Julia' compile time latency does prevent you from e.g. calling a short Julia script in a loop, or from using Julia scripts that both have large dependencies and do very short-timed tasks. But I find that to be not very common in my workflow - especially since I usually don't use Julia as a small glue layer between C programs the way Python is often used.
A "prototype" software is sometimes a nice way to name some junk code. When I read that most academics are never going to write production code, they're prototyping, they need something to develop fast... it looks like most academics value fast writing more than correctness, which is not my experience.

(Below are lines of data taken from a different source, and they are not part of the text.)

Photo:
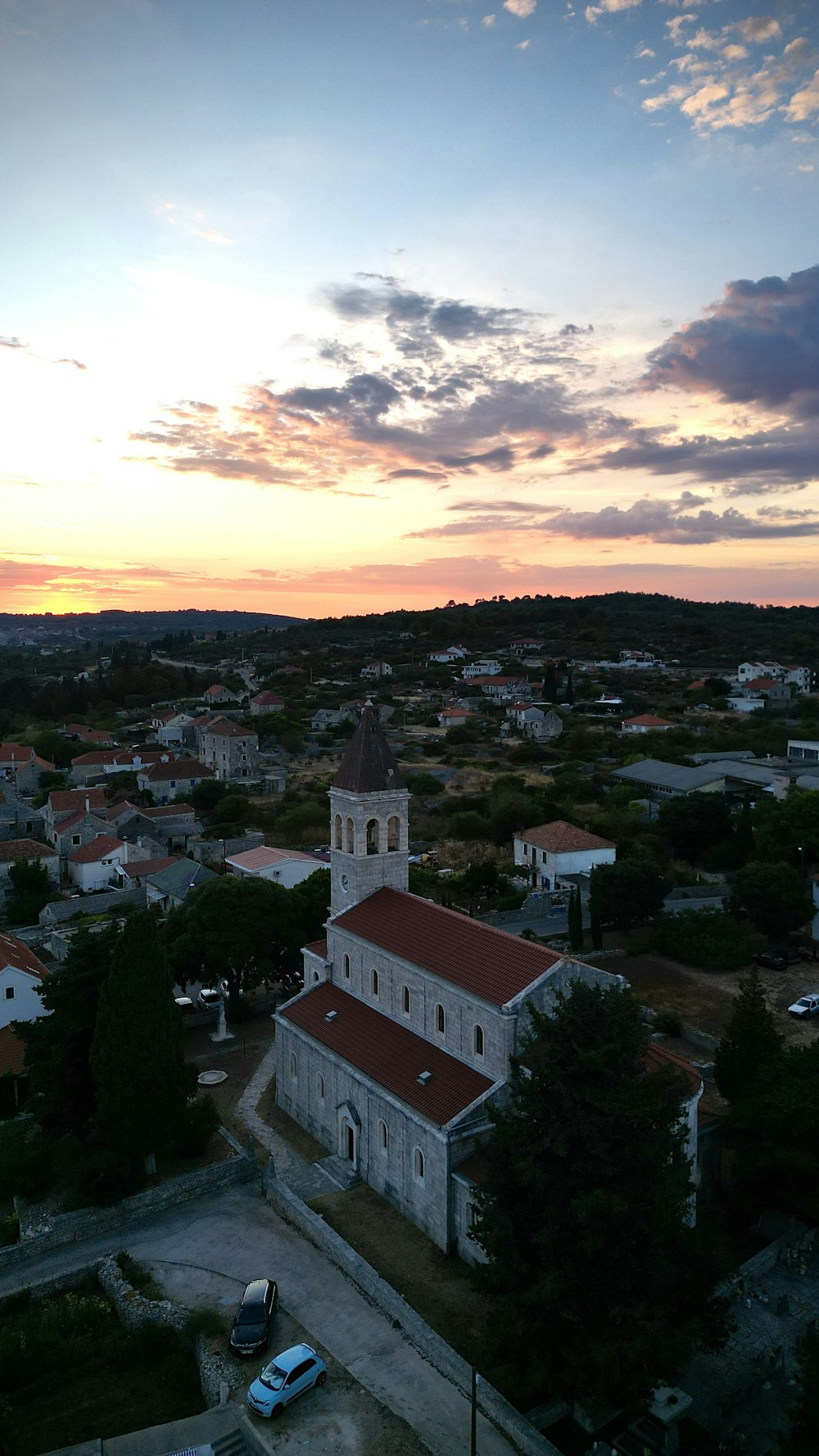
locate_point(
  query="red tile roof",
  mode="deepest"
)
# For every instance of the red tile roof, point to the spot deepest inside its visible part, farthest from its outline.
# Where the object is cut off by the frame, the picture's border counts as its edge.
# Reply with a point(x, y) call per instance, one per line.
point(388, 1053)
point(69, 801)
point(561, 838)
point(477, 957)
point(24, 849)
point(99, 846)
point(12, 1053)
point(15, 952)
point(184, 769)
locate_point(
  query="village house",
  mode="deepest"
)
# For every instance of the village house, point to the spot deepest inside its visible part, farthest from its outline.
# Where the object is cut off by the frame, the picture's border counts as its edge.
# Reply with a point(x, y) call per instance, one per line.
point(646, 722)
point(265, 702)
point(286, 866)
point(231, 750)
point(170, 780)
point(218, 696)
point(555, 853)
point(401, 1037)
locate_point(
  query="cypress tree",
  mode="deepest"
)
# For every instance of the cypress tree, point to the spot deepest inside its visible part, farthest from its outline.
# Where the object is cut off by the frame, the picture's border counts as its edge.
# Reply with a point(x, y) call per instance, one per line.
point(749, 1042)
point(595, 913)
point(138, 1069)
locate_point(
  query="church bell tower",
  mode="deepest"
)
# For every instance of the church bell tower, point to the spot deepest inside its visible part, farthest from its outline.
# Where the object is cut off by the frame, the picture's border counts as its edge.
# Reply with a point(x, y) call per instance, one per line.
point(369, 819)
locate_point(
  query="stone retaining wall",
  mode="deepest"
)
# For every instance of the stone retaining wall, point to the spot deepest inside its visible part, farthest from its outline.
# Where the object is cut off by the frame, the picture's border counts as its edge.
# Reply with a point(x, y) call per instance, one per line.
point(88, 1223)
point(436, 1350)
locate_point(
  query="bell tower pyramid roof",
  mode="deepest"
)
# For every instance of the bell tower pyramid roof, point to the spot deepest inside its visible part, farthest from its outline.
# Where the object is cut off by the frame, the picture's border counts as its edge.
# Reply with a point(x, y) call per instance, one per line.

As an anecdote, a friend of mine is an applied mathematician specializing in PDE and fluid dynamics. He used to code with C++, because that was what was used in the labs where he worked. Then he discovered Python and he thought it was so much easier, and still quite fast thanks to optimized libraries (written in C++ with a Python interface). But after a few months his enthusiasm had disappeared because of the runtime errors of his Python code. He didn't want to go back to full C++, though, and he still codes mostly with Python.
> "He didn't want to go back to full C++, though, and he still codes mostly with Python."
Exactly. It seems like he understands the tradeoffs and prefers quick iteration over "correctness".
In my experience, for computational "academic" code, the hard part is often coming up with the correct algorithm, not implementing that algorithm correctly. In software engineering, it's often the opposite.
You said it's not your experience, but then you give an anecdote which says where because fast writing was prioritized, he ended up with runtime errors...
Maybe the two-language problem is not a problem after all. I've been coming around to the idea of writing the core algorithms in a fast language with a lot of features around correctness, and the rest in whatever language is most productive. Learning another language isn't so bad as long as it's not an utter beast like C++.
Ideal if you can swing it. One of my professors used to prototype in Python for development speed and then re-implement in C++ for runtime speed. You get the best of both worlds in a sense.
I think this is the crux of it. Python may not be the fastest language out there, but it's definitely one of the fastest languages to develop with, which is why it's such a hit with the academic research crowd.
Static typing and compilation are great features for many use cases, but if you are just prototyping something (and most academics are never going to write "production" code), it's nice to be able to try something, test it and then iterate and try again. When you have to compile, that iteration loop takes longer.
A few people here mentioned GoLang as a good alternative. Personally, I love the language, but it's really not very good for quick prototyping. As an example, the code won't compile with unused variables. This is great for production code but very impractical when you are testing some new algorithm.